Within our typology of work intermediation platforms, these platforms are defined within the “Service Provider” category as follows:

  • Business users directly source a project or other service output from the platform; the projects or service outputs are delivered by the platform (owner) under a (simple to more complex) service agreement with the business. Examples include a software testing project, a graphical marketing video or infographic and a translation.
  • Buyers can consume the services in the form of an agreed upon fixed-price project outcome (e.g., deliver a complete website) or as a service output measured and priced in units (e.g., deliver a translation measured and costed by word count).
  • Digital Service Provider platforms are defined by a number of characteristics, including:
    • By the very nature of these platforms, with a few marginal exceptions, work is always performed online/remote, and sometimes with enabling tools on the platform (e.g., software testing platform Applause provides a software testing suite for its testers).
    • By the very nature of these platforms, workers are to some degree vetted to ensure they are adequately skilled and well suited to work through such a platform, or at the least have been rated for reliability and performance. Translation platforms, for example, must vet for skills, as well as whether the translator is willing and able to work through a platform. Vetting is typically the work of both humans but also, in some cases, algorithms (e.g., microtask platform Amazon Mechanical Turk).
    • What happens on service platforms is always managed, typically by personnel in the platform service provider’s organization. Production and delivery processes, no matter how automated, require some level of management. Management is usually the work of both humans and algorithms.
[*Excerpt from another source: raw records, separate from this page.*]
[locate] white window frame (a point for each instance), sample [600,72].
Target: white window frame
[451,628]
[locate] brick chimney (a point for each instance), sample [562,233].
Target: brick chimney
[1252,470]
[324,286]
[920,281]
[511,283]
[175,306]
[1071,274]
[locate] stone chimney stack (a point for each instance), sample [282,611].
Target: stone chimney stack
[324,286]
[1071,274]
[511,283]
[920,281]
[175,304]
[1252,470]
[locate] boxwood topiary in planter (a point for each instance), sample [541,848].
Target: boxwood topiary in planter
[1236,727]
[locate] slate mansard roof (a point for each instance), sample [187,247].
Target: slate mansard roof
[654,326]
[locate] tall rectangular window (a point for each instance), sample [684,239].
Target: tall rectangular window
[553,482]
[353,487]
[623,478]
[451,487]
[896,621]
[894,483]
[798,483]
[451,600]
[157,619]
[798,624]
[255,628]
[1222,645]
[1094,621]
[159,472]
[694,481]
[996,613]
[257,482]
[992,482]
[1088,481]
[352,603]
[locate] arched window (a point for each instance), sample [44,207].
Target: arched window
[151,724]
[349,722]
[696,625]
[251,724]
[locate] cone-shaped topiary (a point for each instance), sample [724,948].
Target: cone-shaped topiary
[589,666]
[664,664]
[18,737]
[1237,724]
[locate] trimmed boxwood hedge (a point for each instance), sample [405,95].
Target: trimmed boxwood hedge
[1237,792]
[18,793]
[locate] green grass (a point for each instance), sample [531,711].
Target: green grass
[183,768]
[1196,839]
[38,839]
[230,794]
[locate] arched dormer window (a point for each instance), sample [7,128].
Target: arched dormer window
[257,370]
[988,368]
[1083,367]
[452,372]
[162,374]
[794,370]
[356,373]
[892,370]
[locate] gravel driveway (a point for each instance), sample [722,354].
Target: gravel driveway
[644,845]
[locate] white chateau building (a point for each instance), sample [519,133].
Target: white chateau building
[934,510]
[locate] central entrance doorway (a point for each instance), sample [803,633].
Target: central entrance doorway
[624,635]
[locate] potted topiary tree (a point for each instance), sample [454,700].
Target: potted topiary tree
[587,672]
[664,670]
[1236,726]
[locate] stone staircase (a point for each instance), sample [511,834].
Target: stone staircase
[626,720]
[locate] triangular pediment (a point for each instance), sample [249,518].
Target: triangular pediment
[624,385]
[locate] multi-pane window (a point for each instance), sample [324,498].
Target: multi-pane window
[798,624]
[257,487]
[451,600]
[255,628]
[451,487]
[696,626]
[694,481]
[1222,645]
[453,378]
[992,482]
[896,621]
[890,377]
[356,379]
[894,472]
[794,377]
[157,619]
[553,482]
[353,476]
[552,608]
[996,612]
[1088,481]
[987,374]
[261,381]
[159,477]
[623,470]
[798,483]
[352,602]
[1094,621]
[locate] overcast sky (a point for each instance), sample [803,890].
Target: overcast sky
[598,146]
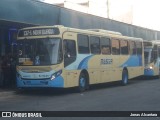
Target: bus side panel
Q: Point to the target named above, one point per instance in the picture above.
(134, 65)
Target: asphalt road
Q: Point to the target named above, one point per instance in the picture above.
(138, 95)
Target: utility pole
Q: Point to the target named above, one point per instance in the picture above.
(108, 9)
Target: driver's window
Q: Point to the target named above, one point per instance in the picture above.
(69, 52)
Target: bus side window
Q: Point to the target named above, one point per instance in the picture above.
(139, 48)
(105, 46)
(133, 50)
(95, 45)
(124, 47)
(115, 47)
(69, 52)
(83, 44)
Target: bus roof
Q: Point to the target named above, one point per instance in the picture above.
(57, 29)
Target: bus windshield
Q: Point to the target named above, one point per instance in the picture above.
(39, 51)
(146, 57)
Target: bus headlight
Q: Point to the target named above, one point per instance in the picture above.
(150, 67)
(56, 74)
(19, 76)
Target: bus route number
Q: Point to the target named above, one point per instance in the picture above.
(106, 61)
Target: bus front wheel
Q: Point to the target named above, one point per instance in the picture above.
(124, 77)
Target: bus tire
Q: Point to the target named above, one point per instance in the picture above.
(124, 77)
(83, 82)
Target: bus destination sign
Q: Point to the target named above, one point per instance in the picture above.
(38, 32)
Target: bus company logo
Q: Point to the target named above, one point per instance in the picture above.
(6, 114)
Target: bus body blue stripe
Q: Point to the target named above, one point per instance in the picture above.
(84, 63)
(133, 61)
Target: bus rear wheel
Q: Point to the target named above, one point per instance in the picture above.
(124, 77)
(83, 82)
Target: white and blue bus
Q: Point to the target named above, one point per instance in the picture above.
(152, 58)
(58, 56)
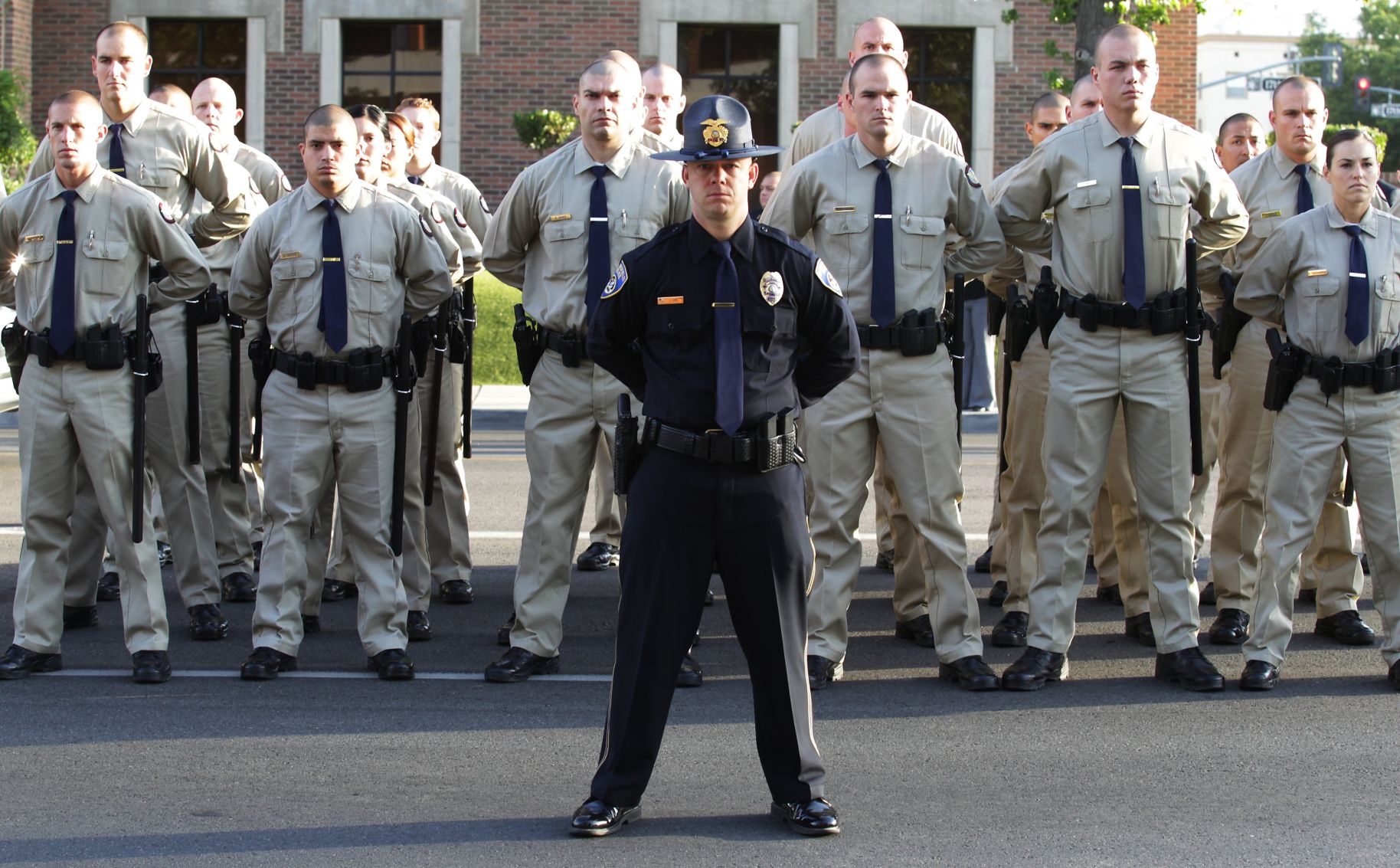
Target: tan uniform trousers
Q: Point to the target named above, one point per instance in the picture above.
(1307, 436)
(444, 519)
(1245, 443)
(903, 402)
(607, 522)
(227, 490)
(184, 494)
(72, 418)
(314, 438)
(569, 408)
(1091, 375)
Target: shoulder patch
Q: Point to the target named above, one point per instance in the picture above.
(617, 282)
(828, 279)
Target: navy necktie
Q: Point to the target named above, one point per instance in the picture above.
(728, 343)
(600, 258)
(1304, 189)
(61, 316)
(115, 160)
(1359, 290)
(882, 260)
(1134, 258)
(333, 316)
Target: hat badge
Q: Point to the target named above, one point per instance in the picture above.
(716, 132)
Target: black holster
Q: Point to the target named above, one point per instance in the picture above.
(626, 446)
(528, 348)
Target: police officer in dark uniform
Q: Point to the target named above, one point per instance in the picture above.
(703, 324)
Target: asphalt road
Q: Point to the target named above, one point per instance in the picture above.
(333, 768)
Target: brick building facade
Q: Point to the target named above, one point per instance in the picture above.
(499, 57)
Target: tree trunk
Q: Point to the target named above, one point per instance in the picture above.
(1091, 20)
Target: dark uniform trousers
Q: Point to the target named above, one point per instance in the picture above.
(688, 514)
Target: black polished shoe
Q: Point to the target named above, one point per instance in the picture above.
(983, 563)
(1346, 627)
(110, 587)
(238, 588)
(919, 631)
(520, 664)
(1140, 631)
(822, 673)
(20, 663)
(597, 818)
(691, 673)
(150, 667)
(597, 558)
(970, 673)
(813, 818)
(1011, 631)
(999, 594)
(1231, 627)
(1259, 675)
(335, 590)
(1035, 670)
(419, 627)
(503, 633)
(76, 617)
(456, 591)
(263, 664)
(392, 665)
(1190, 670)
(1109, 594)
(208, 624)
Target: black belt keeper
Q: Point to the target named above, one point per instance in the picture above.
(570, 345)
(206, 308)
(363, 372)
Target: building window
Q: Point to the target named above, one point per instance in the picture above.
(940, 74)
(185, 52)
(741, 62)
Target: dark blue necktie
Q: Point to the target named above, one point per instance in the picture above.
(728, 345)
(1304, 189)
(600, 258)
(1134, 258)
(115, 160)
(882, 260)
(61, 316)
(333, 316)
(1359, 290)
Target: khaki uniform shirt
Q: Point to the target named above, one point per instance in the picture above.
(538, 241)
(170, 154)
(828, 126)
(118, 226)
(391, 265)
(1300, 280)
(461, 192)
(829, 201)
(1075, 174)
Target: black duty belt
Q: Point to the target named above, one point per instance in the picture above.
(1165, 316)
(361, 372)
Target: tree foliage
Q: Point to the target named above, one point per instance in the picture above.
(1091, 18)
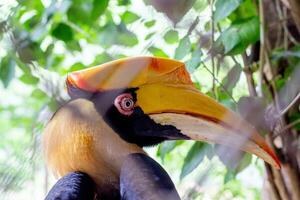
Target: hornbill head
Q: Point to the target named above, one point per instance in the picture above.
(121, 106)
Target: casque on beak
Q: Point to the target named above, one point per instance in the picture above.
(166, 93)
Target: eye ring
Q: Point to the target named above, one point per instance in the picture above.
(124, 103)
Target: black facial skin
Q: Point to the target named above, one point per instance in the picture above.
(136, 128)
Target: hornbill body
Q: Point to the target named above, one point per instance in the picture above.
(118, 108)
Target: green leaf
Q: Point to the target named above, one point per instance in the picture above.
(224, 8)
(7, 70)
(38, 94)
(230, 175)
(193, 158)
(240, 35)
(79, 14)
(167, 147)
(123, 2)
(149, 24)
(127, 39)
(171, 37)
(149, 35)
(247, 9)
(99, 6)
(233, 76)
(63, 32)
(29, 79)
(157, 52)
(195, 60)
(200, 5)
(129, 17)
(183, 48)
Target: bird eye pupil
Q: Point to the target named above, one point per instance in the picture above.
(128, 103)
(124, 103)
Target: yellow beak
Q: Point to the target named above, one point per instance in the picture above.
(166, 93)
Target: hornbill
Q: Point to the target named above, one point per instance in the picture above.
(95, 141)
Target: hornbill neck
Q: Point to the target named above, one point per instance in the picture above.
(78, 139)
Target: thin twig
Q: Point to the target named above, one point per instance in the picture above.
(290, 105)
(223, 87)
(287, 127)
(212, 44)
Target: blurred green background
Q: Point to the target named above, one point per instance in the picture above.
(42, 40)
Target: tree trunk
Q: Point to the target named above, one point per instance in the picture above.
(280, 25)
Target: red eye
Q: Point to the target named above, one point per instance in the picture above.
(124, 103)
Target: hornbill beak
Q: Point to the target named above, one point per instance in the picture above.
(165, 92)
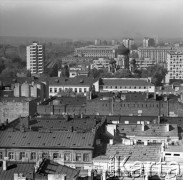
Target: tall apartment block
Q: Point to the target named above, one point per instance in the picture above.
(35, 58)
(159, 54)
(148, 42)
(174, 66)
(128, 42)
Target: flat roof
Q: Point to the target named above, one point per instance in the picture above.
(126, 82)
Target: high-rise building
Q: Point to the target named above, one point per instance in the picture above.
(98, 42)
(159, 54)
(148, 42)
(128, 42)
(174, 66)
(35, 58)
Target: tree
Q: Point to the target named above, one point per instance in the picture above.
(65, 71)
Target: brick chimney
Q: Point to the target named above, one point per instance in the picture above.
(167, 127)
(4, 165)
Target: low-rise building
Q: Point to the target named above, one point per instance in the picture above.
(101, 63)
(127, 85)
(78, 84)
The diagram below summarizes the Service Provider category of platform and provides a few examples:

Below are some examples of the types of services currently delivered via platform-based service providers and examples of corresponding providers:

Type Examples
Large data set processing Mechanical Turk, CrowdFlower
Language content translation Lionbridge, Lingotek
Software testing Applause, CrowdSpring
Software development Appirio/Topcoder, Gigster
Data analytics/modeling Kaggle, CrowdANALYTIX
Creative content (visual) Zooppa, Tongal
Creative content (written) Contently, OneSpace
Innovative ideas/solutions InnoCentive, IdeaConnection

In contrast to online marketplaces for the most part, platform-based digital service providers vary greatly in form and function. It is definitely noteworthy that many of these service provider platforms engage workers through crowdsourcing, something we will investigate in greater detail in the second part of this series.